Costs a decent bit more to make the offset rim bed (in terms of the huge tooling that extrudes/forms the aluminum), and the spoke drilling can be janky. The WTB Asyms also have the non-offset valve hole, which looks odd but in practice is a non-issue.
With rim widths settling into the 25-35mm range for most applications, being able to get 2.5-4mm of offset, coupled with wider flanges on hubs (especially on the back) mean that having wildly different spoke tensions will be a thing of the past, but because this opens up the possiblity for making really low spoke count wheels that won't necessarily implode, we'll see lots of slightly anemic builds sporting impressive weights, but also the ability to spec out fairly classic builds to be really solid (32 spoke F/R, brass nipples, double butted 14/15/14ga j-bend spokes, on offset rims). I think the only reason the market for the latter isn't bigger is that guys (particularly larger and aggressive riders) have already gone out and gotten handbuild wheels meeting those specifications for 15x100/12x142mm hub spacings, and those wheels are still rolling along awesome. The high-bling wheelsets, and cost-target OEM ones get binned a lot quicker, so we see more press about it.

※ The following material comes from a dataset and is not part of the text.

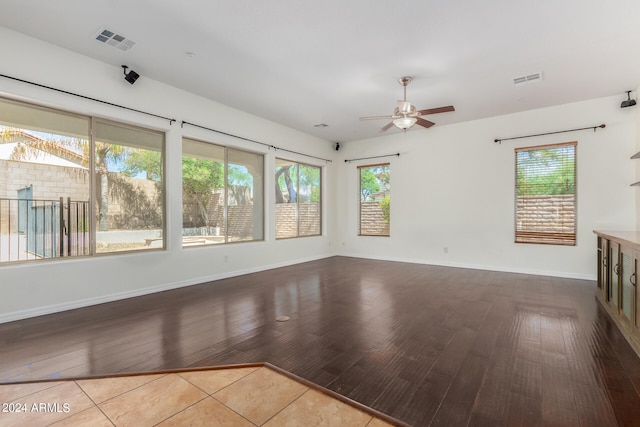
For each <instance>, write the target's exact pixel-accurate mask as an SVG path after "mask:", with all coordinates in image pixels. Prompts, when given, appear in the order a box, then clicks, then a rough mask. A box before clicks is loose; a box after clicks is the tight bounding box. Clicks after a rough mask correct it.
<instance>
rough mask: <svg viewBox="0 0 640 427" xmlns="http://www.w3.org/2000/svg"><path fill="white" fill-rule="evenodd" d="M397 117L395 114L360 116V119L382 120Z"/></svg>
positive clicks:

I think the RF Turbine-R (Although TBH, I don't know why they didn't make these the Atlas wheels) will be an eye-opener for a lot of people, because the offset rim on a burly hub with an appropriate specification of the spoke/nipple combination ends up nit being heavy, but will be remarkably rugged. The only downside is that the super-fast engagement hub out back sends the price skyward, and that they're still speccing 28H front and rear, so my corpuscular self would still likely get an untimely hankering for tacos if I ran them too hard.